Now I've modified the code as follows, but the style is still quite different from the example image:
ori_image: https://civitai.com/images/69462418
my_image: https://imgur.com/a/FgpzaAv
=========The code I use:
config_path = "anime_illust_diffusion_xl"
model_path = "Nova_Flat_XL_02.safetensors"
pipe = StableDiffusionXLPipeline.from_single_file(
model_path,
dtype=torch.bfloat16,
config=config_path,
local_files_only=True)
pipe.scheduler = EulerAncestralDiscreteScheduler.from_config(
pipe.scheduler.config
)
prompt="masterpiece, best quality, amazing quality, very aesthetic, high resolution, ultra-detailed, absurdres, newest, scenery, (dappled sunlight:1.2), rim light, backlit, dramatic shadow, 1girl, long blonde hair, blue eyes, shiny eyes, parted lips, medium breasts, puffy sleeve white dress, forest, flowers, white butterfly, looking at viewer, leaning side against tree, vines, green, arms, upper body, close-up, dutch angle, shiny skin, BREAK, eyes, lips, dramatic shadow, detailed eyes, detailed hair, depth of field, vignetting, volumetric lighting"

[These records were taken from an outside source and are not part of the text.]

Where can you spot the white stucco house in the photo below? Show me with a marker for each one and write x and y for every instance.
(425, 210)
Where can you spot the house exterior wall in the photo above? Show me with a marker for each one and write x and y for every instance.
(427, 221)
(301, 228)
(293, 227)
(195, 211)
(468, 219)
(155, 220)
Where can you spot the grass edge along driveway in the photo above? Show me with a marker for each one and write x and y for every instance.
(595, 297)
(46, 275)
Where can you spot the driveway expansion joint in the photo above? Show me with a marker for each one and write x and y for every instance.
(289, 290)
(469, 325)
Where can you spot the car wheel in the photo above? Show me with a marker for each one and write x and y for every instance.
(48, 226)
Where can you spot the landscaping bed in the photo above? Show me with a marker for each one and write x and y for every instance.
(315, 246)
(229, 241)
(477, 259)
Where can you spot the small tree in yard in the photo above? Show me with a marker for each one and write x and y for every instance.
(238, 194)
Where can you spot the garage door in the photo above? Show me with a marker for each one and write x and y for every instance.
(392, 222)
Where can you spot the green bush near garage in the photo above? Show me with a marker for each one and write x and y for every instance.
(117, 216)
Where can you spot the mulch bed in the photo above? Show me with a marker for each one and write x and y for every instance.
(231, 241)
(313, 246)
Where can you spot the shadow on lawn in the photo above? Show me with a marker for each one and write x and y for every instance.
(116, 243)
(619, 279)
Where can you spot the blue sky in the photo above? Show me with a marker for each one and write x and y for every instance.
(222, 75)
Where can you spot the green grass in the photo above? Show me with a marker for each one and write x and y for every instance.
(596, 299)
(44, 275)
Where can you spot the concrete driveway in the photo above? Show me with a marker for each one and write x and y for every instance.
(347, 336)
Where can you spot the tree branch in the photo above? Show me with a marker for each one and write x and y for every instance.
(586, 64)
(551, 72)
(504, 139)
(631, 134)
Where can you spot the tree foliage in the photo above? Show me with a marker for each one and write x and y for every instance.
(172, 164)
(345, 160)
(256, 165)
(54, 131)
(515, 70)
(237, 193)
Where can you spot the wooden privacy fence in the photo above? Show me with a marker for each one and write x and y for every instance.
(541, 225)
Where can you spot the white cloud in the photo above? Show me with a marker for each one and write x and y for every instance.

negative_prompt = "modern, recent, old, oldest, cartoon, graphic, text, painting, crayon, graphite, abstract, glitch, deformed, mutated, ugly, disfigured, long body, lowres, bad anatomy, bad hands, missing fingers, extra fingers, extra digits, fewer digits, cropped, very displeasing, (worst quality, bad quality:1.2), sketch, jpeg artifacts, signature, watermark, username, (censored, bar_censor, mosaic_censor:1.2), simple background, conjoined, bad ai-generated"
clip_skip = 2
( prompt_embeds,
prompt_neg_embeds,
pooled_prompt_embeds,
negative_pooled_prompt_embeds
) = get_weighted_text_embeddings_sdxl(
pipe,
prompt = prompt,
neg_prompt = negative_prompt,
clip_skip=clip_skip)
generator = torch.Generator("cuda").manual_seed(1909963142)
with torch.no_grad():
images = pipe(
prompt_embeds = prompt_embeds,
pooled_prompt_embeds = pooled_prompt_embeds,
negative_prompt_embeds = negative_prompt_embeds,
negative_pooled_prompt_embeds = negative_pooled_prompt_embeds,
height = 1216,
width= 832,
num_inference_steps=20,
guidance_scale=4.5,
num_images_per_prompt=2,
generator = generator
).images
@baijin02 Use cpu instead for the generator
eg.) generator = torch.Generator("cpu").manual_seed(1909963142)
Pipe itself on cuda, only generator is on the cpu
Also, I use 768x1344 and then I hires it with x1.5 0.4 denoise 40 steps
I have resolved the aforementioned issues, which are due to the implementation of the diffusers library.
1. The diffusers library's sdxl pipeline defaults to clip=-2. This means that when you pass clip=-2, it actually results in clip=-4. You should use the infinite prompt pipeline from the clip=0.
2. diffusers library instead. The handling of BREAK is incorrect; you can remove the BREAK from the prompt.
我已经解决了上述问题,这是diffusers库的实现导致的。
1.diffuers库的sdxl pipeline默认就是clip=-2的,也就是说你传入clip=-2,其实此时clip=-4,你应该传入clip=0。
2.diffusers库的无限长prompt管道,对BREAK的处理是错误的,可以把提示词中的BREAK删去。